The study's key findings include: 1. A cfRNA signature accurately predicted gestational age with a mean absolute error of 1.4 days, comparable to second-trimester ultrasound. Inclusion of clinical variables did not significantly improve accuracy. 2. cfRNA profiles dynamically changed with gestational age, reflecting changes in both maternal and fetal tissues. Gene sets associated with fetal development and maternal tissue growth were identified. 3. A cfRNA signature predicted pre-eclampsia with high sensitivity (82.3%) and specificity, outperforming conventional methods. The model performed well across diverse populations, with clinical variables having negligible impact. 4. Pathway analysis of pre-eclampsia-associated genes revealed upregulation of pathways related to placental blood vessel development and artery remodeling, and downregulation of immune pathways. 5. The pre-eclampsia signature was specific to pre-eclampsia and independent of signals associated with chronic hypertension. 6. The test correctly identified 73% of individuals destined to have a medically indicated preterm birth over 3 months in advance.

The findings address the research question by demonstrating the potential of cfRNA profiles as non-invasive predictors of pregnancy complications. The high sensitivity and specificity of the pre-eclampsia prediction model, coupled with its independence from clinical variables, represent a significant advancement. The identification of specific cfRNA signatures associated with gestational age and pre-eclampsia provides valuable insights into the biological processes involved. This approach offers the potential for personalized assessments of pregnancy risk and could lead to improved interventions and outcomes. The study's strength lies in its large and diverse sample size, reducing bias and increasing generalizability. The focus on molecular mechanisms allows for the stratification of risk independently of potentially biased clinical factors.

This study demonstrates the utility of cfRNA profiles as accurate and unbiased predictors of gestational age and pre-eclampsia risk. The findings suggest a new approach for personalized pregnancy care and improved maternal and neonatal outcomes.

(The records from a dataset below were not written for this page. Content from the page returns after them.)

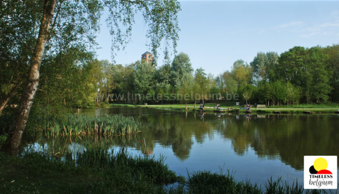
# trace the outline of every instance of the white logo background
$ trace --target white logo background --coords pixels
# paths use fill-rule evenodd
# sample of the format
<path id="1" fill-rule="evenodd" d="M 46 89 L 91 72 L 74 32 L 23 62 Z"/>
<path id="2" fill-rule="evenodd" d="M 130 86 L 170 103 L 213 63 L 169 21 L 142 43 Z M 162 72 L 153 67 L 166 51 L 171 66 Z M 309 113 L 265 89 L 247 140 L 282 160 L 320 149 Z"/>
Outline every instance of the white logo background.
<path id="1" fill-rule="evenodd" d="M 328 165 L 326 170 L 329 170 L 332 172 L 333 178 L 310 178 L 310 175 L 312 175 L 309 173 L 309 167 L 313 165 L 313 163 L 314 161 L 318 158 L 323 158 L 326 160 L 327 162 Z M 304 156 L 304 189 L 337 189 L 338 186 L 337 182 L 337 176 L 338 173 L 337 170 L 337 156 Z M 316 174 L 313 174 L 316 175 Z M 332 181 L 332 185 L 324 185 L 323 184 L 321 184 L 322 182 L 320 183 L 322 184 L 321 186 L 319 186 L 319 184 L 318 185 L 310 185 L 310 179 L 311 181 L 316 181 L 317 179 L 319 181 L 323 181 L 324 180 L 325 181 Z"/>

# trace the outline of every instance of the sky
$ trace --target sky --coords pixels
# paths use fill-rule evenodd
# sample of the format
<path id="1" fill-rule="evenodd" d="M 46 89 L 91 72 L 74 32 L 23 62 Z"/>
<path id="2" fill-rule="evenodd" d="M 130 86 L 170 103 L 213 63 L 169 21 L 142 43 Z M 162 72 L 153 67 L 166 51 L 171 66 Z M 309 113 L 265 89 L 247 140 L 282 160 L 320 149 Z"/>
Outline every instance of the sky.
<path id="1" fill-rule="evenodd" d="M 238 59 L 249 63 L 258 52 L 280 54 L 294 46 L 339 44 L 339 1 L 180 2 L 176 50 L 188 55 L 195 69 L 202 67 L 215 75 L 231 70 Z M 101 18 L 96 51 L 98 59 L 112 62 L 107 15 L 105 12 Z M 143 18 L 137 15 L 130 43 L 116 53 L 116 64 L 134 62 L 151 51 L 145 45 L 147 30 Z M 158 66 L 163 57 L 159 55 Z"/>

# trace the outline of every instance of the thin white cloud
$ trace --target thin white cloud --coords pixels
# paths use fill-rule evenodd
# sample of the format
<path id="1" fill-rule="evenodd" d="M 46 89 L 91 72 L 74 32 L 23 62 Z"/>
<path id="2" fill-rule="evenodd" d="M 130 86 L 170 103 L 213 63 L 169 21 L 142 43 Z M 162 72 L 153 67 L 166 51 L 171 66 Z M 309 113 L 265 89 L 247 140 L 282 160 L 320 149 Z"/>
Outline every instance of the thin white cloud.
<path id="1" fill-rule="evenodd" d="M 319 34 L 326 36 L 332 34 L 333 31 L 338 31 L 339 29 L 339 20 L 334 21 L 333 22 L 325 22 L 302 30 L 301 31 L 303 33 L 299 36 L 307 38 Z"/>
<path id="2" fill-rule="evenodd" d="M 292 27 L 303 26 L 305 24 L 306 24 L 306 23 L 303 21 L 292 21 L 292 22 L 288 22 L 288 23 L 285 23 L 281 24 L 278 25 L 278 26 L 274 26 L 274 27 L 273 27 L 273 29 L 284 29 L 284 28 L 289 28 L 289 27 Z"/>

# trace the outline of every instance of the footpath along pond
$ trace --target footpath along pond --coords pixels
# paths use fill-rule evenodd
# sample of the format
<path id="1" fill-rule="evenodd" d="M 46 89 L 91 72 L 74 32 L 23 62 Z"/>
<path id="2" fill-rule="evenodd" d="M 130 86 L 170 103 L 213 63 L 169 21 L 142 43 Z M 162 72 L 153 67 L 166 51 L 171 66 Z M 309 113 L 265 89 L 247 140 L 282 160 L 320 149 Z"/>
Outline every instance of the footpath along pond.
<path id="1" fill-rule="evenodd" d="M 127 107 L 81 112 L 136 117 L 141 132 L 123 138 L 40 137 L 26 149 L 77 150 L 104 141 L 115 150 L 124 146 L 133 155 L 163 156 L 179 175 L 222 169 L 259 184 L 271 177 L 303 184 L 304 155 L 339 155 L 339 115 L 202 114 Z"/>

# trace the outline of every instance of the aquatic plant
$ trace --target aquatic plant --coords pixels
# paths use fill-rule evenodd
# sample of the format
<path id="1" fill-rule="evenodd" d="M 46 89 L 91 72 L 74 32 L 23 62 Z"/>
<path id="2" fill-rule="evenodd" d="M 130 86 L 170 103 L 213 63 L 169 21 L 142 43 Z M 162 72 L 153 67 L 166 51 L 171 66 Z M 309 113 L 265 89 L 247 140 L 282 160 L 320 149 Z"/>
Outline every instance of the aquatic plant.
<path id="1" fill-rule="evenodd" d="M 92 116 L 69 114 L 59 118 L 47 118 L 35 127 L 46 136 L 57 136 L 100 134 L 105 136 L 129 135 L 138 132 L 138 118 L 122 114 Z M 42 129 L 42 131 L 39 130 Z"/>

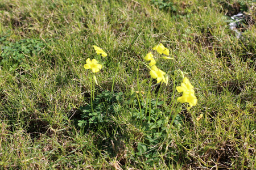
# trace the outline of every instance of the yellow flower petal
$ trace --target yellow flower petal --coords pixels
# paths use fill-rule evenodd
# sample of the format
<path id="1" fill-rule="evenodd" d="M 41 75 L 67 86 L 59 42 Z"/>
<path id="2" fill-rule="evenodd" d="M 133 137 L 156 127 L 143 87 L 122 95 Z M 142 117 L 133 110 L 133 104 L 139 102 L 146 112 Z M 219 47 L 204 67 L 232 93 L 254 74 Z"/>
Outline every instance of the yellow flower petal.
<path id="1" fill-rule="evenodd" d="M 102 65 L 98 63 L 98 61 L 93 58 L 90 61 L 90 58 L 86 60 L 86 63 L 84 65 L 85 69 L 92 69 L 93 73 L 97 73 L 101 69 Z"/>
<path id="2" fill-rule="evenodd" d="M 84 65 L 84 67 L 85 69 L 90 69 L 90 65 L 89 64 L 86 63 Z"/>

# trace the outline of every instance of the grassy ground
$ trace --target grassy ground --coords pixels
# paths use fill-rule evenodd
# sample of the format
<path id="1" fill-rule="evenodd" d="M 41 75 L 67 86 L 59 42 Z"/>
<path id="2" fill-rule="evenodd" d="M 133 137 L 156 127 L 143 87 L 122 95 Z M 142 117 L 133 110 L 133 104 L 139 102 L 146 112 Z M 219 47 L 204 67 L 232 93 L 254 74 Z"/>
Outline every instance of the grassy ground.
<path id="1" fill-rule="evenodd" d="M 256 169 L 255 2 L 0 2 L 1 169 Z M 241 10 L 238 39 L 226 16 Z M 160 42 L 167 86 L 143 60 Z"/>

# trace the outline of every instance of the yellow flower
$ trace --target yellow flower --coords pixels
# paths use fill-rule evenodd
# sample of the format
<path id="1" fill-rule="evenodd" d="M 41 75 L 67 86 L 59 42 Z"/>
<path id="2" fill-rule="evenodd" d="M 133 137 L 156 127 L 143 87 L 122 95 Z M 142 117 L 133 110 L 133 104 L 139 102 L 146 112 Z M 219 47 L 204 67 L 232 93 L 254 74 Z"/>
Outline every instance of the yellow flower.
<path id="1" fill-rule="evenodd" d="M 180 93 L 181 92 L 194 92 L 193 88 L 194 87 L 189 82 L 189 80 L 187 77 L 183 79 L 183 82 L 181 83 L 181 86 L 178 86 L 176 87 L 176 89 L 178 92 Z"/>
<path id="2" fill-rule="evenodd" d="M 86 60 L 86 63 L 84 65 L 84 67 L 85 69 L 91 69 L 93 73 L 97 73 L 102 67 L 102 65 L 97 63 L 98 61 L 93 58 L 92 61 L 90 58 Z"/>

Future research could focus on identifying the specific drivers of the identified pathophysiological pathways and developing targeted interventions.

While the study included a large and diverse population, the generalizability to all populations may still have some limitations. Further validation in independent cohorts is needed to confirm the findings. The study primarily focused on pre-eclampsia, and further research is necessary to determine the applicability of cfRNA profiling to other pregnancy complications. The biological mechanisms underlying the observed cfRNA signatures require further investigation.